By Terry Schrimscher, For The Tribune
SPRINGVILLE — The Springville City Council met for the first regular meeting of July on Wednesday morning, July 6. The meeting was moved to the weekday morning due to the July 4 holiday.
During the work session prior to the meeting, Rick Hopkins, Director of Parks and Recreation, gave an update on events planned in the city. In addition, he announced the creation of a charitable foundation to support the nature preserve at Big Canoe Creek.
“Doug Morrison began last Friday in our office, and he’s off to a fast start,” Hopkins said.
He announced the formation of a foundation called Big Canoe Creek Preserve Partners to support the work at the Big Canoe Creek Nature Preserve.
Hopkins said the foundation will be chaired by Morrison and will begin fundraising as soon as they clarify with City Attorney James Hill how to properly establish banking for the organization. He said someone has already donated funds to build a website for Big Canoe Creek Preserve Partners. No domain name has been announced.
“Some of the species that are in the nature preserve and Big Canoe Creek have been labeled as a federal endangered species just yesterday,” Hopkins said. “That is exciting. That’s big news for Big Canoe Creek.”

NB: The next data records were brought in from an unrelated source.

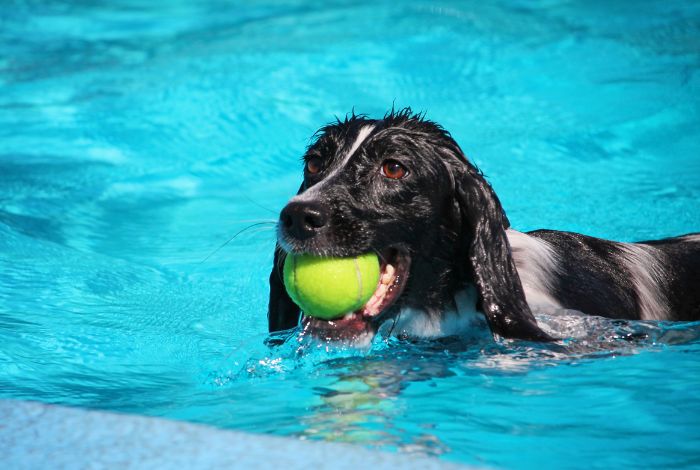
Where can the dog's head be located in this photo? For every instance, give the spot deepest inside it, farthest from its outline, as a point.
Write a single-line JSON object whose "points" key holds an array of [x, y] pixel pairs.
{"points": [[401, 187]]}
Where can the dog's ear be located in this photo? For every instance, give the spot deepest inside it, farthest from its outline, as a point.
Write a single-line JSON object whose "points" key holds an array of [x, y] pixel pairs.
{"points": [[490, 259], [282, 312]]}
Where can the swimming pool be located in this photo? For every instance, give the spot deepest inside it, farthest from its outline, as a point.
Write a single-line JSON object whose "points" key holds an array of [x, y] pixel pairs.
{"points": [[136, 140]]}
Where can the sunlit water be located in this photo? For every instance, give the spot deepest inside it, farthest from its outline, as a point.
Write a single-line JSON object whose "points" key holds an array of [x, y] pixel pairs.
{"points": [[135, 140]]}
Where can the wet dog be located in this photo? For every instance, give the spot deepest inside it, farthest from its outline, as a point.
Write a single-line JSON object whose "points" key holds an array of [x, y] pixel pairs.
{"points": [[401, 187]]}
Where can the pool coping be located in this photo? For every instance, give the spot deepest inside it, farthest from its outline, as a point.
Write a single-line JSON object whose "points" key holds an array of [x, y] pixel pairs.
{"points": [[38, 435]]}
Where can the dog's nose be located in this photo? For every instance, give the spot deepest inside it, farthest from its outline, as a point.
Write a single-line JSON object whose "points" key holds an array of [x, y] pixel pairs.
{"points": [[303, 219]]}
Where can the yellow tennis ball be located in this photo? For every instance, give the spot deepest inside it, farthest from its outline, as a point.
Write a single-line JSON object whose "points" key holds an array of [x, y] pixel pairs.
{"points": [[329, 288]]}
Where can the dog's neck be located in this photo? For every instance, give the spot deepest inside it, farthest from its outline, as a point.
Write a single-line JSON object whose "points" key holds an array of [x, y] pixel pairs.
{"points": [[461, 319]]}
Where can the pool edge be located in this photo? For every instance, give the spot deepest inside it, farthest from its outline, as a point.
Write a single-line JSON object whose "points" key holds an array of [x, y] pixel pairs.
{"points": [[38, 435]]}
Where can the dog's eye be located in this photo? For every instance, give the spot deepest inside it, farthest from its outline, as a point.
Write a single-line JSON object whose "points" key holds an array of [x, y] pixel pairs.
{"points": [[313, 165], [393, 169]]}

On July 5, the U.S. Fish and Wildlife Service announced in a press release that the Canoe Creek clubshell, found in Big Canoe Creek, has been listed as endangered under the Endangered Species Act. Big Canoe Creek is also one of the last remaining healthy habitats for the trispot darter, a small fish that migrates upstream like a salmon to spawn.
“Big Canoe Creek is already home to ten federally listed aquatic species, and a focal point for aquatic habitat restoration and conservation,” said Leopoldo Miranda-Castro, Service Regional Director, in the press release. “Endangered Species Act protections for the Canoe Creek clubshell will inspire diverse partnerships that will not only protect a freshwater mussel on the verge of extinction but a watershed that supports local communities and countless other wildlife.”
Hopkins said he hopes the designation will help the foundation raise funds for the nature preserve.
In his quarterly update, Springville Police Chief Wayne Walton said the department answered 1,474 calls to service last quarter and has already answered 3,253 calls since January. In addition, the department answered 7,322 total calls in 2021.
In the quarter ending in June, the department made 16 felony drug cases and 13 misdemeanor drug cases.
In other business, the Council approved the following:
- A resolution providing for electronic attendance for city meetings in case of illness.
- A resolution changing the name of Elaine Street for 911 location purposes.
- A resolution clarifying procurement practices for small, budgeted purchases and emergency purchases.
The Council also approved $15,848.50 for the purchase of fireproof cabinets for court records, pending the adherence to state bid laws, and approved the creation of an interim court clerk position.